Una década más tarde Marc Augé, en una línea complementaria, afirmaba que «la imagen puede servir a todas las causas […] la imagen es una imagen. Cualquiera que sea su fuerza, solo tiene las virtudes que uno le presta. Puede seducir sin alienar, siempre que todo un sistema no se empeñe en hacer de ella un instrumento de descerebración. El destino de la imagen no le pertenece. Ni tampoco el nuestro». (2)

Algunos años después, en respuesta a la pregunta sobre lo que una imagen dice, sabe o podemos saber de ella, escribía José Luis Brea, en su recorrido por Las tres eras de la imagen: «¿Qué es lo que una imagen sabe? Que ella no habla – ni en ella se dice – sino el «mundo» al que pertenece. O para ser más preciso: la episteme en la que se inscribe, con la que se conjuga.» (3)
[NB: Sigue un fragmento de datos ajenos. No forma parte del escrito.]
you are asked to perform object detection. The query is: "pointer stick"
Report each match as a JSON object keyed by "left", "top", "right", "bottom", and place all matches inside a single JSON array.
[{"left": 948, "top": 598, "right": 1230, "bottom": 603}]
Tres referencias que pueden servir como punto de partida para abordar algunas reflexiones sobre la fotografía, y por extensión la imagen, en el momento actual. Una referencia temporal que inevitablemente aparece como provisional, inestable y probablemente fugaz, a la vista de las radicales transformaciones de las tres últimas décadas. La fotografía digital, lo numérico, internet, las redes sociales, los teléfonos inteligentes, las plataformas digitales, los algoritmos, el Big Data,… Una secuencia que jalona los sucesivos cambios, alteraciones o intensificaciones en el campo de lo fotográfico y que prácticamente han afectado a todos los ámbitos: desde la ontología de la fotografía, su naturaleza, el régimen de verdad, su relación con lo real, lo virtual, el peso de la ficción, las narrativas, sus renovados e intensos usos sociales, su nuevo papel en la configuración de los imaginarios y especialmente en el relato del yo, el control y los nuevos encuadramientos institucionales y, sobre todo ahora, económicos y empresariales, el almacenamiento y gestión de las imágenes, la comunicabilidad y transferencia de información visual, la relación entre texto e imagen, la lectura de las imágenes y, así, un largo etcétera difícil de delimitar. Un decurso a lo largo del cual, como es lógico, encontramos relatos y contrarrelatos a propósito de ese marco, ese sistema, o esa episteme respectivamente. El desvanecimiento de los contextos desde los cuales una imagen sabe o dice, o se le hace decir, señala quizás el paso desde el poder, hacia el biopoder y progresivamente, ya ahora, hacia el psicopoder. (4)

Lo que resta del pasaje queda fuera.